Looks like I need to recalibrate my intuitions…

You are correct that the domain’s dictionary is irrelevant for the purposes of fmapping a function, in the case of a Set. In other cases, for example Data.Vector.Storable.map, the constraint is required on both the source and target. Not all constraints are structural, and one must have Storable values in a Storable vector in order to map over them in the first place.

Thanks. I tried chasing down whether that map actually needs a constraint on the incoming Vector.
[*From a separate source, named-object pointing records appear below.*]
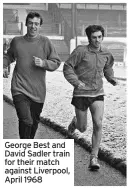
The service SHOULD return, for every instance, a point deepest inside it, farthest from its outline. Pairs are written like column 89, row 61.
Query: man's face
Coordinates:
column 96, row 39
column 33, row 26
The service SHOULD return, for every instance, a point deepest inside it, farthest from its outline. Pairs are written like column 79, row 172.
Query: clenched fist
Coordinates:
column 38, row 61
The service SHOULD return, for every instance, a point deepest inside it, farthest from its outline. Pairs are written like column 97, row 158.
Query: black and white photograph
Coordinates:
column 65, row 77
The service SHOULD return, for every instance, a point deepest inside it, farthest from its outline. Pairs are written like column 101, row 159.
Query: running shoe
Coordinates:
column 71, row 127
column 94, row 165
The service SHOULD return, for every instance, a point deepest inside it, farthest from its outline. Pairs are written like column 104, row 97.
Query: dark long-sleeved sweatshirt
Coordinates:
column 28, row 78
column 88, row 66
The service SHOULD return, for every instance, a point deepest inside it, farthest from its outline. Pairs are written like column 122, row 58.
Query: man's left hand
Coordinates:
column 38, row 61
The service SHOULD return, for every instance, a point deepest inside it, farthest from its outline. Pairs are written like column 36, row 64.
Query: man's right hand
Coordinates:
column 81, row 85
column 5, row 73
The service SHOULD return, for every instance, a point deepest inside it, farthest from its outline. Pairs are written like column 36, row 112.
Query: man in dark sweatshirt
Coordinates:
column 84, row 69
column 34, row 54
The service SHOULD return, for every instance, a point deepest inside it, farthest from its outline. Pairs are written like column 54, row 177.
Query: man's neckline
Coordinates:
column 31, row 39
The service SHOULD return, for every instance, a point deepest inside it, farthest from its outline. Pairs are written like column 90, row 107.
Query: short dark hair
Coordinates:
column 32, row 15
column 93, row 28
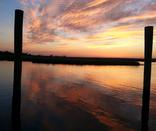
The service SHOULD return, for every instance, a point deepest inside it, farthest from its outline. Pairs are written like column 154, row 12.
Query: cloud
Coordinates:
column 54, row 20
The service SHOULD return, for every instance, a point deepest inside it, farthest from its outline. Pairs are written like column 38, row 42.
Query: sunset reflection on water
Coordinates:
column 69, row 97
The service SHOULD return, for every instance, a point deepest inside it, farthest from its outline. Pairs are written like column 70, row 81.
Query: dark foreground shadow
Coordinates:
column 16, row 99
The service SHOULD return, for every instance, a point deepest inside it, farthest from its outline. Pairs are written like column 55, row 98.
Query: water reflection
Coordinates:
column 116, row 104
column 77, row 98
column 16, row 99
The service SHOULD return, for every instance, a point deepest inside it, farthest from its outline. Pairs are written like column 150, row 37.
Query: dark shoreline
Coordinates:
column 8, row 56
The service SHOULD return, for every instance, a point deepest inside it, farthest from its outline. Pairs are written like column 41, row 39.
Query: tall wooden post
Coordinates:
column 16, row 99
column 147, row 77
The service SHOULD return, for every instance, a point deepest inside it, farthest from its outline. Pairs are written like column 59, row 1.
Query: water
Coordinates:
column 76, row 98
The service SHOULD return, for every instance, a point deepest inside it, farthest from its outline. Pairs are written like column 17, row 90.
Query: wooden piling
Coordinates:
column 147, row 77
column 16, row 99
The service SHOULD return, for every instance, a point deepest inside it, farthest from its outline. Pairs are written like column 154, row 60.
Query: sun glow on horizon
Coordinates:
column 100, row 28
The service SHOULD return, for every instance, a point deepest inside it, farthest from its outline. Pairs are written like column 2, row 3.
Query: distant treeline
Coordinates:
column 72, row 60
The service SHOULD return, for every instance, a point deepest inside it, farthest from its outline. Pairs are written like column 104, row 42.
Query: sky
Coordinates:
column 87, row 28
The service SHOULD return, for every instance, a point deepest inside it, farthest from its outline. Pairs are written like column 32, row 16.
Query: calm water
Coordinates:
column 76, row 98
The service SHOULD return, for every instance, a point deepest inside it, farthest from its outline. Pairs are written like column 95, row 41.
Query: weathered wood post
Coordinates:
column 147, row 77
column 16, row 99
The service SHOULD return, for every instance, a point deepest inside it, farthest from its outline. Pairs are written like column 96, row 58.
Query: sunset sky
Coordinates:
column 94, row 28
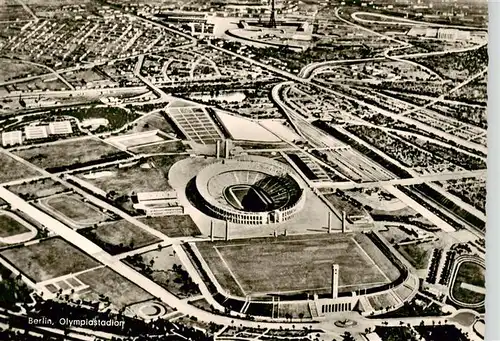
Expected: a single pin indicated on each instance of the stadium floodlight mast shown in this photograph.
(272, 19)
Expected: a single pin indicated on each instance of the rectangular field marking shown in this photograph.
(236, 199)
(318, 288)
(280, 242)
(230, 271)
(371, 260)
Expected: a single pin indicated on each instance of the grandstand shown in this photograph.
(249, 190)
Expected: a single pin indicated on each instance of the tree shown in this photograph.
(301, 316)
(348, 337)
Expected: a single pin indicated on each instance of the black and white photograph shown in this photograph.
(240, 170)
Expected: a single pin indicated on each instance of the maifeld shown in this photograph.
(64, 321)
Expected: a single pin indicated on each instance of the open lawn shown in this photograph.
(11, 169)
(154, 121)
(143, 177)
(164, 147)
(73, 153)
(37, 189)
(10, 226)
(48, 259)
(417, 254)
(469, 275)
(119, 236)
(173, 225)
(73, 208)
(120, 291)
(441, 333)
(11, 69)
(297, 264)
(117, 117)
(164, 268)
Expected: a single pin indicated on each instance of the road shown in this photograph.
(403, 21)
(404, 182)
(51, 70)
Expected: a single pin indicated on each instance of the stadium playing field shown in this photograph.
(297, 264)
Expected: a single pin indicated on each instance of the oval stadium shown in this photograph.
(251, 190)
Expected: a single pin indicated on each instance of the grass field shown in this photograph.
(154, 121)
(48, 259)
(10, 226)
(164, 147)
(297, 264)
(164, 268)
(136, 179)
(120, 291)
(11, 169)
(173, 225)
(37, 189)
(67, 153)
(417, 254)
(119, 236)
(470, 273)
(72, 207)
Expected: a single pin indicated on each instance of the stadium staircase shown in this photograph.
(313, 309)
(245, 306)
(365, 306)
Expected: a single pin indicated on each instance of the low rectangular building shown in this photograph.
(11, 138)
(160, 195)
(60, 128)
(36, 132)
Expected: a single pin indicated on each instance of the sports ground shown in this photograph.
(297, 264)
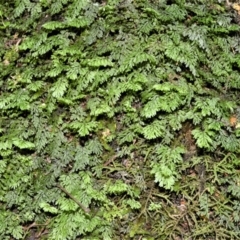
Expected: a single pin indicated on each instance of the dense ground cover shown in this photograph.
(119, 119)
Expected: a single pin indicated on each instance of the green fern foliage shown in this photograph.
(119, 119)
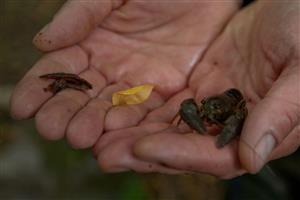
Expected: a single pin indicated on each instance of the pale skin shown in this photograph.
(186, 49)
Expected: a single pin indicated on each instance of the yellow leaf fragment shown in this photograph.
(131, 96)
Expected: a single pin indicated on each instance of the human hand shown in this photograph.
(114, 45)
(258, 53)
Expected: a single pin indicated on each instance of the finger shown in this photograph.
(54, 116)
(289, 145)
(112, 136)
(189, 152)
(28, 95)
(270, 122)
(74, 21)
(118, 157)
(87, 126)
(168, 110)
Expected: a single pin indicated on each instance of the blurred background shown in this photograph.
(32, 168)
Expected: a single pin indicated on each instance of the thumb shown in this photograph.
(270, 122)
(72, 23)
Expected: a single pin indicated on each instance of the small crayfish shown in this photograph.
(227, 110)
(65, 80)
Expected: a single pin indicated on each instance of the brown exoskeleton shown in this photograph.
(227, 110)
(65, 80)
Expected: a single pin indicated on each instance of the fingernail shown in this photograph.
(263, 150)
(44, 29)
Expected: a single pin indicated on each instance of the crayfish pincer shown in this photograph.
(227, 110)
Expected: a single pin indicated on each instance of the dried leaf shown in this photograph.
(131, 96)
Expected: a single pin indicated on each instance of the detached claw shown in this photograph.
(189, 113)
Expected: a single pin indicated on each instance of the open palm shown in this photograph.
(116, 46)
(248, 55)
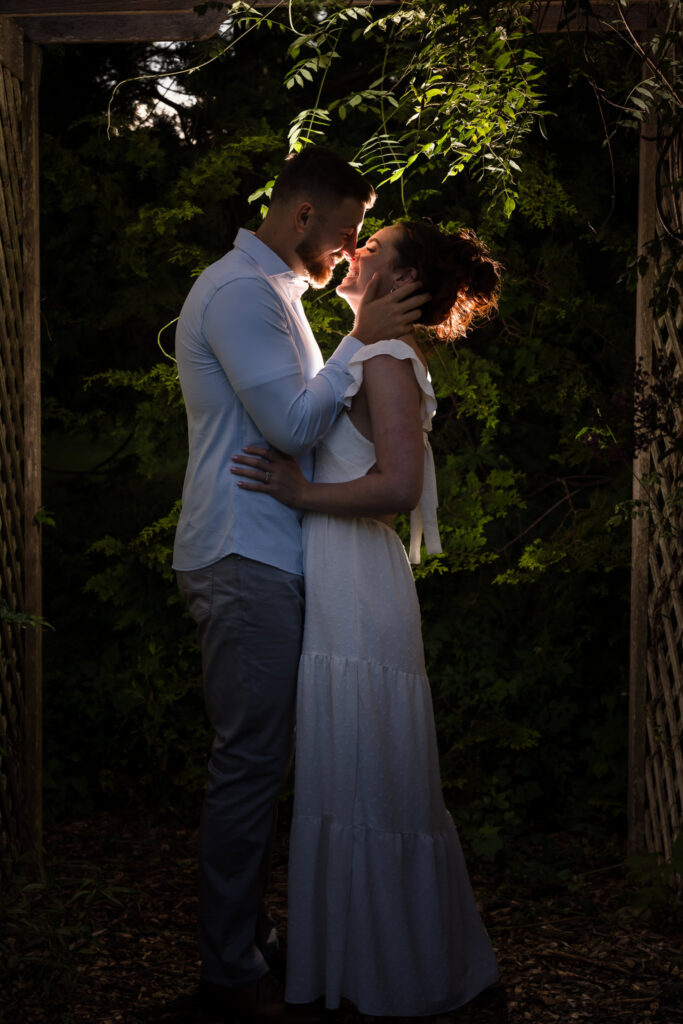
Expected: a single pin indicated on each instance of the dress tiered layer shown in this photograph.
(381, 908)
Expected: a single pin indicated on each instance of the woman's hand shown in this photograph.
(270, 472)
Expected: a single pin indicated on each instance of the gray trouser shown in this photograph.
(250, 619)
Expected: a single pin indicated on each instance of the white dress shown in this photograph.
(381, 910)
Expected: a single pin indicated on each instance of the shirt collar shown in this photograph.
(292, 284)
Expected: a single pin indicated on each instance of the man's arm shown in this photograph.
(247, 328)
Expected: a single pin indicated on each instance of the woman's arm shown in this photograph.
(395, 483)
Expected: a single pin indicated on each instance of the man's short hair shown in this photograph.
(319, 174)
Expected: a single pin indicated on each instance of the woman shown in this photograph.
(380, 906)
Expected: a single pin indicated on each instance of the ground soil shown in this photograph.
(108, 935)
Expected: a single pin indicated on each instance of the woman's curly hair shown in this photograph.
(459, 272)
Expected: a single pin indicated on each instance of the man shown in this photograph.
(252, 373)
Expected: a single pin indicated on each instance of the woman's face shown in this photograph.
(377, 255)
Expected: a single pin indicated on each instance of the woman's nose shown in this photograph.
(349, 248)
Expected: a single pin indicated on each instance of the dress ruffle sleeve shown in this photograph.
(423, 518)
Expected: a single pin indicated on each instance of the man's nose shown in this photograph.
(349, 248)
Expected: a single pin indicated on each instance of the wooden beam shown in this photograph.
(552, 16)
(640, 543)
(11, 47)
(57, 8)
(120, 28)
(33, 812)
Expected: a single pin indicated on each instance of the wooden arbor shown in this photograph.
(656, 699)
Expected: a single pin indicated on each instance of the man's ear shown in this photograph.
(302, 216)
(406, 274)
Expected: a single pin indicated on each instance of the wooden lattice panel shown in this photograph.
(664, 696)
(11, 462)
(664, 681)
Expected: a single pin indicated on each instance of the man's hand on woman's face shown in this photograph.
(392, 315)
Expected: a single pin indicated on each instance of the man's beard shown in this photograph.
(317, 271)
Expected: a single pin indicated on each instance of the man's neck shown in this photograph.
(276, 240)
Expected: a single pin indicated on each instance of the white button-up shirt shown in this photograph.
(251, 373)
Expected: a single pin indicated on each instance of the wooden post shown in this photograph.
(32, 445)
(640, 529)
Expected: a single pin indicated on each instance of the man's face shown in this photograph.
(331, 235)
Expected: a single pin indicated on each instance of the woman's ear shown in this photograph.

But my module-chasing stack overflowed.

That some maps need a constraint on the source doesn’t entail that all maps have to pay the overhead.
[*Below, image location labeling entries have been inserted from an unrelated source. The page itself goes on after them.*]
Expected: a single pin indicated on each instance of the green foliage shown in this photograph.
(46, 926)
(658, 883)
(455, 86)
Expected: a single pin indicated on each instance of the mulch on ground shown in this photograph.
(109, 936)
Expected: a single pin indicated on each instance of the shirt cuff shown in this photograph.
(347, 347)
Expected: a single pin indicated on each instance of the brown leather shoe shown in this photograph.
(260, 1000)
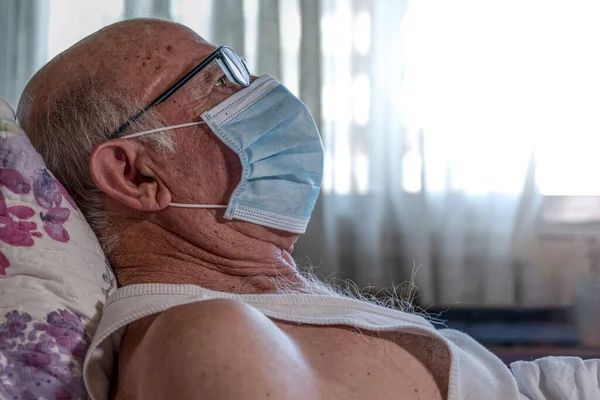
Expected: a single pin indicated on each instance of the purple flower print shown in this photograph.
(21, 170)
(66, 329)
(48, 191)
(14, 326)
(53, 223)
(14, 181)
(43, 360)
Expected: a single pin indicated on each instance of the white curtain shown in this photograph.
(442, 123)
(23, 44)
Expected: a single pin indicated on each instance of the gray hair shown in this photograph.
(75, 119)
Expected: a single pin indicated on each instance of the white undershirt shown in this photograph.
(475, 373)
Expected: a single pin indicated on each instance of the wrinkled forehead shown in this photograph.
(144, 56)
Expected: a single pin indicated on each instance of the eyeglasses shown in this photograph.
(234, 67)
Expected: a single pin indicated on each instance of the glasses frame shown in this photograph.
(225, 61)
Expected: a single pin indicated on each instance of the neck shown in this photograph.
(224, 260)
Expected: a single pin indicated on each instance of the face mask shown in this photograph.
(280, 150)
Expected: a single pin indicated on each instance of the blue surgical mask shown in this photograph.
(280, 150)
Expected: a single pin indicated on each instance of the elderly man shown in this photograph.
(198, 178)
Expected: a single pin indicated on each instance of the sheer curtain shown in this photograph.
(23, 44)
(442, 123)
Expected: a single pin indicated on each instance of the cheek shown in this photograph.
(211, 166)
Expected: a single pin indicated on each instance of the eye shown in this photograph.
(222, 82)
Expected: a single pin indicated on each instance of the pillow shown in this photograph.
(54, 277)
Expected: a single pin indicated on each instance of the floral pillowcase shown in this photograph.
(54, 277)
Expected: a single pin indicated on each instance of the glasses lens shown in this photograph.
(236, 67)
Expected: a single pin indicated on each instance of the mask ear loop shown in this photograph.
(167, 128)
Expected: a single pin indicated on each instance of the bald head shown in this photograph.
(137, 57)
(76, 100)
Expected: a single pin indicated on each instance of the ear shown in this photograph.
(121, 169)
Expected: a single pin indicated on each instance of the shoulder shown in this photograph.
(222, 348)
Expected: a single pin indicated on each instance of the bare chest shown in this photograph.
(349, 363)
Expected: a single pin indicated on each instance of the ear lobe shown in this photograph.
(116, 167)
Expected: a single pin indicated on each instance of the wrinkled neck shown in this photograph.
(224, 260)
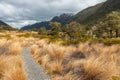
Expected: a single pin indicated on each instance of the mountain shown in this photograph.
(63, 19)
(5, 26)
(95, 13)
(37, 25)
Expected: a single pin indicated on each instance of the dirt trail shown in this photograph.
(33, 70)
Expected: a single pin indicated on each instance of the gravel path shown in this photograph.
(33, 70)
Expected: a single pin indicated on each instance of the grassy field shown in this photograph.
(84, 61)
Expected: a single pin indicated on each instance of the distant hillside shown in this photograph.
(37, 25)
(63, 19)
(4, 26)
(95, 13)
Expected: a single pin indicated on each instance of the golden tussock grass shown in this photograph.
(87, 61)
(14, 48)
(10, 61)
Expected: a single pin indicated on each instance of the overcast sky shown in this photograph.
(18, 13)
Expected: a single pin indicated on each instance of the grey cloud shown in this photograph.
(23, 12)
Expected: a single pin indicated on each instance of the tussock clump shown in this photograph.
(86, 61)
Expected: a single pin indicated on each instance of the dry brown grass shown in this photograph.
(10, 61)
(85, 62)
(14, 48)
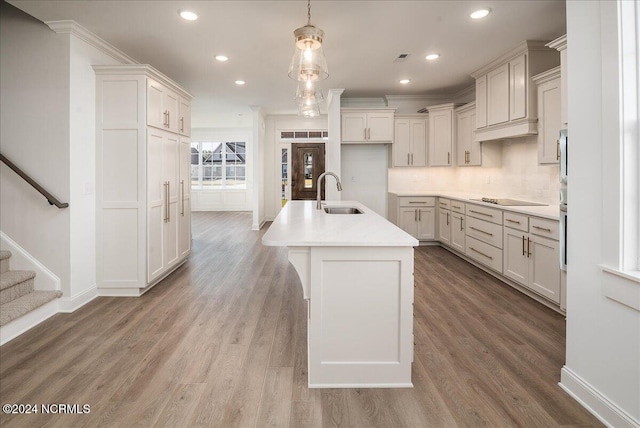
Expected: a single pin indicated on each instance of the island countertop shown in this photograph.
(299, 223)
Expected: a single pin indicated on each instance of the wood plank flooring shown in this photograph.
(222, 343)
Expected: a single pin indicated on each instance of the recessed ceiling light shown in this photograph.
(480, 13)
(188, 15)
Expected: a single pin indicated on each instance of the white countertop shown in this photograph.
(548, 211)
(301, 224)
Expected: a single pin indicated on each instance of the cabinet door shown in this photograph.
(549, 121)
(444, 227)
(481, 102)
(457, 231)
(498, 95)
(402, 143)
(170, 176)
(440, 137)
(354, 126)
(380, 126)
(516, 261)
(171, 106)
(418, 142)
(155, 114)
(426, 223)
(184, 228)
(544, 271)
(408, 221)
(518, 88)
(184, 123)
(156, 212)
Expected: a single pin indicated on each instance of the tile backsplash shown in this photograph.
(519, 176)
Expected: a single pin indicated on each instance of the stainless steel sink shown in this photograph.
(342, 210)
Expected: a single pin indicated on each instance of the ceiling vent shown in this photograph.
(401, 58)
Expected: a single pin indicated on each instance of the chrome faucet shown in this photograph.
(319, 186)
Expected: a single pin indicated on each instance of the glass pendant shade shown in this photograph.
(308, 63)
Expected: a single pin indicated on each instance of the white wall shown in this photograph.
(34, 134)
(226, 199)
(603, 336)
(518, 176)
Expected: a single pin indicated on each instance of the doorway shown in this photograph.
(307, 163)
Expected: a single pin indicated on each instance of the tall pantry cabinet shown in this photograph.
(143, 146)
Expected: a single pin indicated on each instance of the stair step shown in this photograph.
(25, 304)
(13, 277)
(4, 261)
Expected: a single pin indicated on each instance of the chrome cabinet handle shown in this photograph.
(481, 231)
(478, 212)
(182, 192)
(481, 253)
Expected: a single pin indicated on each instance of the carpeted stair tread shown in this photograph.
(18, 307)
(13, 277)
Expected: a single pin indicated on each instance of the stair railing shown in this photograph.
(50, 198)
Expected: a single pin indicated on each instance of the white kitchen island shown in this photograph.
(356, 272)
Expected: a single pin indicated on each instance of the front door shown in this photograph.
(307, 163)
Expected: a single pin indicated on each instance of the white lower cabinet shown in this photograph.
(532, 260)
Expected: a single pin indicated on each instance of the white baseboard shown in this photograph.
(595, 402)
(20, 325)
(45, 280)
(70, 304)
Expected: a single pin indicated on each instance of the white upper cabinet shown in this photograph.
(467, 150)
(410, 142)
(367, 125)
(505, 95)
(162, 107)
(441, 134)
(549, 115)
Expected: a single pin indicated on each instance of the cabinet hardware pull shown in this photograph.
(478, 212)
(481, 231)
(182, 192)
(481, 253)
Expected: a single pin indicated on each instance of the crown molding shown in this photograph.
(75, 29)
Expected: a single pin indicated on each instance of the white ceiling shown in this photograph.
(362, 39)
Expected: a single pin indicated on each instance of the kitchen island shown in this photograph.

In similar vein, using a more 2006-era Haskell

    class FunctorCb f  where                         -- Constrain f b inside the class
      fmapCb :: FunctorConstr f b => (a -> b) -> f a -> f b
--    fmapCb = fmap                                  -- can't make default, because needs Functor f => 
    class FunctorConstr f b  where
      fromListCb :: [b] -> f b 
      fromListCb = undefined
--  -- defaults
    instance {-# OVERLAPPABLE #-} Functor f => FunctorCb f  where
      fmapCb = fmap                                  -- catch-all where fmap is good enough
    instance {-# OVERLAPPABLE #-} FunctorConstr f b  -- then no constraint needed
    
    instance FunctorCb Set  where
      fmapCb f xs = fromListCb (map f $ toList xs)
    instance Ord b => FunctorConstr Set b  where fromListCb = fromList

  • So this might be more acceptable to the Category theorists: it at first looks like the instances depend only on the constructor [**], so there’d be the more familiar hierarchy of constructor classes.
  • It exploits that Functorious is cousin-german to List-like/fmap to map.
  • It could be extended to put a (different) constraint on the argument Functor as well as the result – which might be needed to wrangle from the Functor to a List.
  • OTOH it’s clunky/ugly code: needing two instances for each type. (But not for constructors that are happy with bare fmap.)

[**] Don’t tell anyone, but either mixfix’s Assoc Types approach, or the double-class here could apply different constraints depending on the content’s type as well as constructor’s.

As several pointed out, my wished-for instance Functor Set doesn’t break any of Functor's Laws. Perhaps you want some Laws like:

  • length $ toList (fmap f xs) == length $ fmap f (toList xs); or even
  • toList (fmap f xs) == fmap f (toList xs)

But Functors are not in general Foldable; length is a poor proxy for the structure to be preserved; fmap is not required to deliver the same before/after l-to-r sequence for toList.